I’m using InfluxDB 2, latest version as of yesterday. We’re about to give up and look at alternative solutions, but before I do I wanted to ask if we might have missed anything simple that could be configured to improve performance on this kind of query. Below is the query I wrote in flux, which took about 20 seconds to execute with around a 30,000 “points” in the database that would resolve to something like 20,000 unique combinations of tags.

from(bucket: "activity")
  |> range(start: 2020-12-01, stop: 2020-12-31)
  |> filter(fn: (r) =>
    r._measurement == "AggregatedActivities" and
    r.ClientId == "some_guid" and
    (r._field =~ /Total/)
  )
  |> sum()
  |> group(columns: ["CustomerId"])
  |> pivot(rowKey:["_start"], columnKey: ["_field"], valueColumn: "_value")
  |> yield()

This query yields the correct results though I can’t attest to it’s efficiency.

Note: I realise this scenario is not really using Influx for what it’s designed to be efficient at. Most of what we want to use it for actually is fairly typical time-series queries but we do also need to produce headline stats from our data and if we can’t make this query run performantly there is no point in us continuing.

Hello @wwarby,
One way you could increase efficiency on that query is to use a task to assign a new tag to that unique 20,000 tag combinations.
After doing that, you could quickly query that subset of data by filtering for this new tag that identifies that data subset.
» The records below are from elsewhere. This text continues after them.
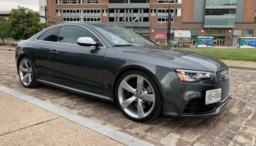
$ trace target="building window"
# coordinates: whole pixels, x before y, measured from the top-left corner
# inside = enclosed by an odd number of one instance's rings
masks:
[[[60,9],[56,9],[56,16],[61,16],[61,13],[60,12]]]
[[[234,30],[234,35],[236,36],[242,36],[242,30]]]
[[[176,16],[181,16],[181,9],[176,9]]]
[[[77,3],[76,0],[62,0],[63,4],[73,4]]]
[[[99,0],[87,0],[87,4],[94,4],[98,3]]]
[[[84,0],[79,0],[79,4],[84,4]]]
[[[177,3],[178,4],[182,4],[182,0],[177,0]]]
[[[190,34],[191,35],[198,35],[198,30],[191,30]]]
[[[205,18],[205,25],[211,26],[234,26],[235,25],[234,18]]]
[[[174,0],[158,0],[158,3],[174,3]]]
[[[172,16],[172,22],[173,22],[174,20],[174,10],[170,9],[170,15]],[[168,9],[158,9],[158,14],[157,15],[157,22],[166,22],[168,20],[169,17],[168,16]]]
[[[205,9],[205,15],[236,15],[236,9]]]
[[[156,10],[155,9],[150,9],[150,16],[156,16]]]
[[[206,0],[206,6],[236,5],[237,0]]]
[[[210,30],[209,31],[206,30],[206,34],[212,36],[224,36],[226,34],[225,30]]]
[[[253,30],[245,30],[245,35],[246,36],[253,36]]]
[[[108,9],[102,9],[102,16],[108,16]]]
[[[63,21],[100,22],[100,10],[63,10]]]

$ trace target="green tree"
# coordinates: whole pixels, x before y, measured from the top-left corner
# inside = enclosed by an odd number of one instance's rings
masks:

@wwarby Are you using InfluxDB 2.0 OSS or InfluxDB Cloud?

@wwarby also cardinality will be a thing of the past…I encourage you to take a look at the future of InfluxDB

I’m using the open source version with a view to licensing the product in the longer term once we get to the point that we really need HA/ replication etc.

Ah I see - that makes sense but unfortunately the example I gave is just one of many - there would actually be hundreds of permutations of group/filter tag combinations in the real world so I don’t think that approach will work for me. I had a read of that article you posted which sounds really positive. I guess it’ll be quite a while before it’s generally available but InfluxDB might be a better fit for my use case at that point.